L’objectif était de se montrer "plus détaillés à la demande de nos syndicats, afin que nos équipes comprennent mieux où l’on veut aller à trois ans", assure un porte-parole. Mais l’"accord de compétitivité" proposé a suscité l’inquiétude de plusieurs syndicats, la CFDT majoritaire au sein du groupe l’estimant "inacceptable".

Ne pas toucher au temps de travail

C’est le choix des termes qui a particulièrement crispé, rappelant les "accords compétitivité-emplois" proposés par Nicolas Sarkozy et mis en place par plusieurs groupes pour éviter des licenciements. "Des entreprises ont pu prendre ce type d’accord dans des situations négatives, mais il ne s’agit pas de ça, insiste le porte-parole. L’outil industriel français est stratégique pour Sanofi, tout le monde en est convaincu. Nous voulons négocier ensemble les conditions du succès pour l’avenir".
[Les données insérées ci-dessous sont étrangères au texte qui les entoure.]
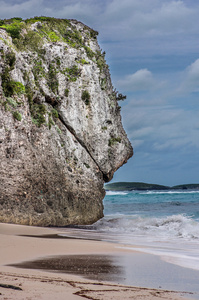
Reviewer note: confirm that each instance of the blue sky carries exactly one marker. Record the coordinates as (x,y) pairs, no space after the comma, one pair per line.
(152,48)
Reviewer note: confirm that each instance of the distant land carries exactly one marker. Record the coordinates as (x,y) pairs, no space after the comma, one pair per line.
(131,186)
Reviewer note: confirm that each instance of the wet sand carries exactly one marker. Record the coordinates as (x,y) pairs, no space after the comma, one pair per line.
(44,266)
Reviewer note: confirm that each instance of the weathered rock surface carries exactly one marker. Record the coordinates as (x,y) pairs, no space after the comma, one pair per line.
(61,135)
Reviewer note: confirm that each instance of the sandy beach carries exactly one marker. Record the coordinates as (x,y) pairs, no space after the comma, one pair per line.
(36,264)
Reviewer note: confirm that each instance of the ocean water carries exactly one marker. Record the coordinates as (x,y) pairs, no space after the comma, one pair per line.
(164,223)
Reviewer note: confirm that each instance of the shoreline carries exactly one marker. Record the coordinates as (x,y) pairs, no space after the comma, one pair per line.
(22,244)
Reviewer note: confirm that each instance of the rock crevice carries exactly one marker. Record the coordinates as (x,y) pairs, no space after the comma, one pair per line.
(61,135)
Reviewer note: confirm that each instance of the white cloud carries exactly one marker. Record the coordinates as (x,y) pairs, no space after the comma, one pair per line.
(190,78)
(139,81)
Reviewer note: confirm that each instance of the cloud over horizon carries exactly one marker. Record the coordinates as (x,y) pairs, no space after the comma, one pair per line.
(152,50)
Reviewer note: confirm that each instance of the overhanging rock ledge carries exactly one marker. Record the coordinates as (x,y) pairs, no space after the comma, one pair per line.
(61,135)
Comment ? En passant des accords sur différents volets: formation, polycompétence…  La direction assure ne pas vouloir toucher au temps de travail, simplement l’organiser pour être plus productif.

L’objectif serait de réduire au maximum les temps de non-production des équipements. Mais, les besoins et enjeux de chaque usine étant très différents a-t-il été rappelé aux syndicats ce 14 octobre, l’idée serait de laisser aux sites leur indépendance pour négocier ensuite des accords locaux. Cela inquiète les syndicats. Quelques sites, comme l’usine de Compiègne, semblant plus exposés. Elle avait déjà été évoquée dans le projet Phoenix envisagé par le précédent dirigeant de Sanofi, Chris Viehbacher pour "réduire l’empreinte industrielle du groupe en Europe". Un projet abandonné depuis.
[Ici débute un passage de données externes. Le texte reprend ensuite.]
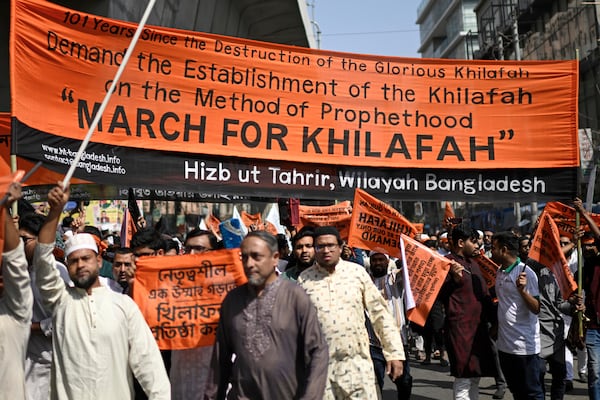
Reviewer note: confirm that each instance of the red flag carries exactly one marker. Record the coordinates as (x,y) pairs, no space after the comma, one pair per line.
(448,215)
(546,250)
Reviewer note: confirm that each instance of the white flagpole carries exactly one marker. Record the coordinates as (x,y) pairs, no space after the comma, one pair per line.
(113,85)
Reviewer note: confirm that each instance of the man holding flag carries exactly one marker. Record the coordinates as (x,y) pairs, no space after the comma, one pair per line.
(16,305)
(518,328)
(468,309)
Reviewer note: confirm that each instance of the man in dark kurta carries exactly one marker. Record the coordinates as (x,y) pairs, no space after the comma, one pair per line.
(467,302)
(271,327)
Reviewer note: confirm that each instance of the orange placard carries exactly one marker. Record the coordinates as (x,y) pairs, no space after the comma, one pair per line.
(181,296)
(337,215)
(199,93)
(546,250)
(377,225)
(255,222)
(564,218)
(427,272)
"Un plan stratégique à l’échelle mondiale"

Mais le groupe souhaite "réduire les écarts de performance avec les sites de l'Europe de l'Est" et "améliorer la productivité de 20-25%", selon le document présenté en septembre. "Il y a des usine françaises plus compétitives que celles d’Europe de l’Est, assure un porte-parole. Ce n’est pas un problème de salaire, il y a d’autres leviers. Il ne s’agit pas d’opposer les uns aux autres, mais d’apprendre des sites les plus performants. Car nous sommes dans une compétition mondiale".
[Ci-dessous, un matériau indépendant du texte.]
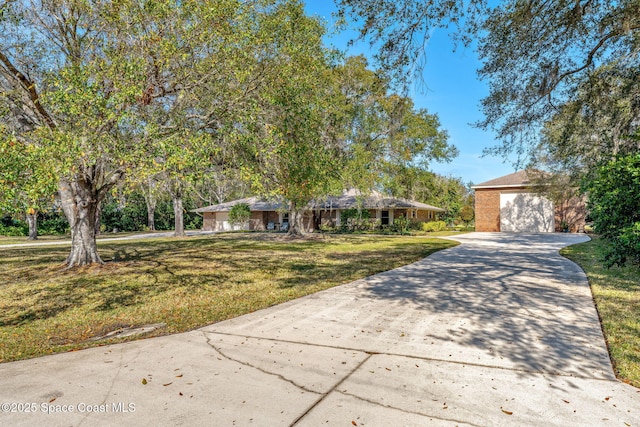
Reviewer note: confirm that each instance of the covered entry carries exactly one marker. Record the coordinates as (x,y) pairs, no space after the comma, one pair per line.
(526,213)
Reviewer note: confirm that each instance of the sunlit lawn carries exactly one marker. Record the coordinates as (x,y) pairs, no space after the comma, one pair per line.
(617,295)
(185,283)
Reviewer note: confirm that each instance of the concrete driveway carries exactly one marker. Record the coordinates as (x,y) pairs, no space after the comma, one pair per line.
(500,330)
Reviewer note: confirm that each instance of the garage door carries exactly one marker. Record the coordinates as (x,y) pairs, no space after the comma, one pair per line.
(526,213)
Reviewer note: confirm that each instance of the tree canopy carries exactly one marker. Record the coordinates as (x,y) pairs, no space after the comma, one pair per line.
(96,96)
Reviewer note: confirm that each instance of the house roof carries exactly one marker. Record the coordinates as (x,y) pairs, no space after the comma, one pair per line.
(349,199)
(374,200)
(516,179)
(255,204)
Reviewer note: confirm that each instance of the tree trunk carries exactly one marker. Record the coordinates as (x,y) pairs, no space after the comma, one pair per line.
(150,199)
(296,224)
(179,216)
(80,199)
(32,220)
(98,214)
(80,207)
(151,217)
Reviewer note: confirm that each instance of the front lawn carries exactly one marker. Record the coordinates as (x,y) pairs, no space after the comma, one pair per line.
(616,292)
(184,283)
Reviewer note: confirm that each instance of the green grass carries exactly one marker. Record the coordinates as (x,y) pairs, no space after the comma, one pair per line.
(185,283)
(616,292)
(10,240)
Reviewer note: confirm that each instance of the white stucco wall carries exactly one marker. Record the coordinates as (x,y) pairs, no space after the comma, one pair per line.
(526,213)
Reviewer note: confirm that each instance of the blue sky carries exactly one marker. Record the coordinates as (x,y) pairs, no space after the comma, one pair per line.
(452,90)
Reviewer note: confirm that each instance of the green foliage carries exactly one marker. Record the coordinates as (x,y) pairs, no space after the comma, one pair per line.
(400,225)
(434,226)
(52,223)
(614,204)
(239,214)
(13,228)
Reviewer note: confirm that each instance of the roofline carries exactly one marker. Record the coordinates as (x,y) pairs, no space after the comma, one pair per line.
(430,208)
(475,187)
Le groupe pharmaceutique indique ainsi mener ce "plan stratégique à l’échelle mondiale et pour chacune des activités industrielles de Sanofi. Nous avons la même dynamique de compétitivité partout ! On se doit de préparer l’avenir de notre outil industriel en particulier la France, d’où SWI exporte à 80%".

La restructuration de la R&D dans les mémoires

Alors que sa base industrielle et ses effectifs sont encore très fortement implantés en France, Sanofi n’y réalise plus que 8% de ses ventes sur un marché pharmaceutique en petite forme. Le groupe a néanmoins investi depuis cinq ans "1,6 milliard d’euros dans nos usines françaises, dont 1,3 milliard dans les biotechnologies", rappelait son directeur industriel et patron France Philippe Luscan à L’Usine Nouvelle en janvier. Mais au sein de l’activité SWI, plusieurs usines sont dédiées à la production de vieilles molécules ayant déjà perdu leurs brevets.

Aucune suppression d’emploi n’est évoquée. Mais la douloureuse restructuration de l’activité R&D en 2012 est encore dans les mémoires. "Face à cette demande de négociation, la CFE-CGC voudrait obtenir des garanties sur le maintien de l'emploi de tous les sites en France, sur une période  qui reste à discuter", indique le syndicat. Chez Sanofi, on propose de se donner quelques mois pour discuter.  Prochain rendez-vous le 3 novembre.